We seem here to have little objection to war of any kind; but I conceive we shall be saved a German war by a pacification between Prussia and Austria, somewhat at the expence of Prussia, who has lately gained a naval victory of some consequence, but which has suffered a subsequent drawback by a smaller victory of the King of Sweden. Spain is yet at issue, but by the inaction of our fleet, you may judge we are not wanting in good hopes of an accommodation. Ireland was becoming restive, but I think matters will settle there for the present, tho’ the system of corrupting with money, titles, and places has got to a disagreeable height there, so as to give a wise minister some alarm for its supposed necessity and consequences. A war, I have little doubt, would discover upon the first successes, great dissatisfaction in Ireland, and some in Scotland. Some weak debates have lately occurred in the French national assembly, but they have ended in a very essential object, the giving arms to the nation at the public expence.
I forgot to tell you that Cherbourg is already a safe harbor. How long it will last, how it will be defended, and whether it can easily be entered, are questions of which I am incompetent to the discussion. The breakwater may be finished this year.

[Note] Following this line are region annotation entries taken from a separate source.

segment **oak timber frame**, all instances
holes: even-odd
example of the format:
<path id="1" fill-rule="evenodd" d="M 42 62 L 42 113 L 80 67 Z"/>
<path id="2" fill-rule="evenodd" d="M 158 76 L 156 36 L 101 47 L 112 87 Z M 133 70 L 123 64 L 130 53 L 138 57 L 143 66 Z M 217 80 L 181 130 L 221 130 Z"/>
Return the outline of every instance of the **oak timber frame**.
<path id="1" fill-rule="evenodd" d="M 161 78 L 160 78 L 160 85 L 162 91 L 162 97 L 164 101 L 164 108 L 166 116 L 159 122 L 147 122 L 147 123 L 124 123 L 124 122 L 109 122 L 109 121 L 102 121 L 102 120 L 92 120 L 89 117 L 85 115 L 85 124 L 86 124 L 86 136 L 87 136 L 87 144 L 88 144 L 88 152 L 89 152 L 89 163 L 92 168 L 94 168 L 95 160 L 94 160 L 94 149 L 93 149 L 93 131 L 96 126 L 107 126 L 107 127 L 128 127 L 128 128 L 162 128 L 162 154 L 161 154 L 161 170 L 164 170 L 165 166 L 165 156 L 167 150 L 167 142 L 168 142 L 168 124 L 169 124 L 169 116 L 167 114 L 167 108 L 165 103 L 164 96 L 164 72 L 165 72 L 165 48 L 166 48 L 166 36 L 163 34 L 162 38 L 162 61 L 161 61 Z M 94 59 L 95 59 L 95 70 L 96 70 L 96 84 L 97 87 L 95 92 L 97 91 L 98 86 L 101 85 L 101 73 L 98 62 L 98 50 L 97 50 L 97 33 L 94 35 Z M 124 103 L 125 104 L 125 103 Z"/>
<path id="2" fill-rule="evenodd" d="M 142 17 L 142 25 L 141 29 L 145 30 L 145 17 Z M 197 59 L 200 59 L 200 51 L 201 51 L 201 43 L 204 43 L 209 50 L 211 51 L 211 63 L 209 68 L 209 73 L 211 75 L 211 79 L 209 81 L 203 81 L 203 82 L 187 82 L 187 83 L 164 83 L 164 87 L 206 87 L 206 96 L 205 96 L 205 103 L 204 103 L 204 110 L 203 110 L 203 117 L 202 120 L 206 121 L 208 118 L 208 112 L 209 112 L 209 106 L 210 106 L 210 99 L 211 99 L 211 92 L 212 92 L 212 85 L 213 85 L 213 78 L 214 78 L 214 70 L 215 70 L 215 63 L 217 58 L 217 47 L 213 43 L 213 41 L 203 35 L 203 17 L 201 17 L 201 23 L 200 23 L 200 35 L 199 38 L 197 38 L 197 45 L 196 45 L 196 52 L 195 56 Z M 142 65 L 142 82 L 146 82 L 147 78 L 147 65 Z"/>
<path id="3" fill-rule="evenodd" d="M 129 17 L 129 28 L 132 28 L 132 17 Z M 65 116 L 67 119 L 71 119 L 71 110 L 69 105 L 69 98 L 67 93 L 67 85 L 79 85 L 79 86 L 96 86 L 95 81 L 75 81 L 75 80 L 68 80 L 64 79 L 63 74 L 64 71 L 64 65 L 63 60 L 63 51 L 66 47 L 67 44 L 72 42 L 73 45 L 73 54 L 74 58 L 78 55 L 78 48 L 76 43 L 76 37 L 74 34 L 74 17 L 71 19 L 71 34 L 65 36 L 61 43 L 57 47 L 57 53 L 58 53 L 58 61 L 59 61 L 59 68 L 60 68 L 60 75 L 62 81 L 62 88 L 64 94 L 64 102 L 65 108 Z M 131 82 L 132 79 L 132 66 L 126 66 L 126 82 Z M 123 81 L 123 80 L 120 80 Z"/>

The forts are scarcely ⅔ finished, and nothing has lately been done in them.
The freedom with which I write will put you in mind of the freedom with which I used to speak, and tell you the cause of it, namely your kindness in favor of it. — I beg my affectionate respects to Mrs. Jay. Mrs. V. joins me in every good wish to you and yours. I am, dear Sir,
Your respectful and affectionate friend and servant,
JAY TO MRS. JAY.
Boston, 10th November, 1790.
My Dear Sally:
I hope this evening to be favoured with assurances under your hand that you and the children continue well. My cold and consequently the cough occasioned by it have left me. I am happy in being rid of such disagreeable companions.
Governor Bowdoin is to be interred this afternoon. His funeral will strongly mark the estimation in which he was held. Various societies will attend it, etc. To him these attentions will be vain, but to his family pleasing. Posthumous fame is in no other respect valuable than as it may be instrumental to the good of survivors.
I dined two days ago with Mr. Gerry; they have a pretty seat. He will go on to Congress the last of this month; she will remain at home, and both will experience from absence what you and I have often done. Her situation at six miles’ distance from Boston will be but solitary, but she has children and domestic employments to amuse and occupy her attention.
I have dined but once at my lodgings, viz., the day I arrived, and am engaged for every day previous to the one on which I shall set out for Exeter—that is, until Monday next. The hospitality and sociability of this place are singular. I remark another circumstance that is pleasing. Almost at every table you find a clergyman. Instead of being a check to the cheerfulness of company, they partake in and promote it. Their characters are in general amiable, and they are respected accordingly.
Be so good as to write a few lines to my brother Peter and let him know that I am well. I hope Nancy does not grow worse; when you see Fady, remember me to him. By this time I suppose the two Peters have returned from Bedford. I should be glad to receive a few lines from them. One of them knows and the other should be apprised that letters by ordinary conveyances should contain nothing which in case of publication would produce inconveniences. Between friends slight hints are often intelligible, though not to be understood by others. Young people should early attend to these things; they cannot begin to be prudent too early.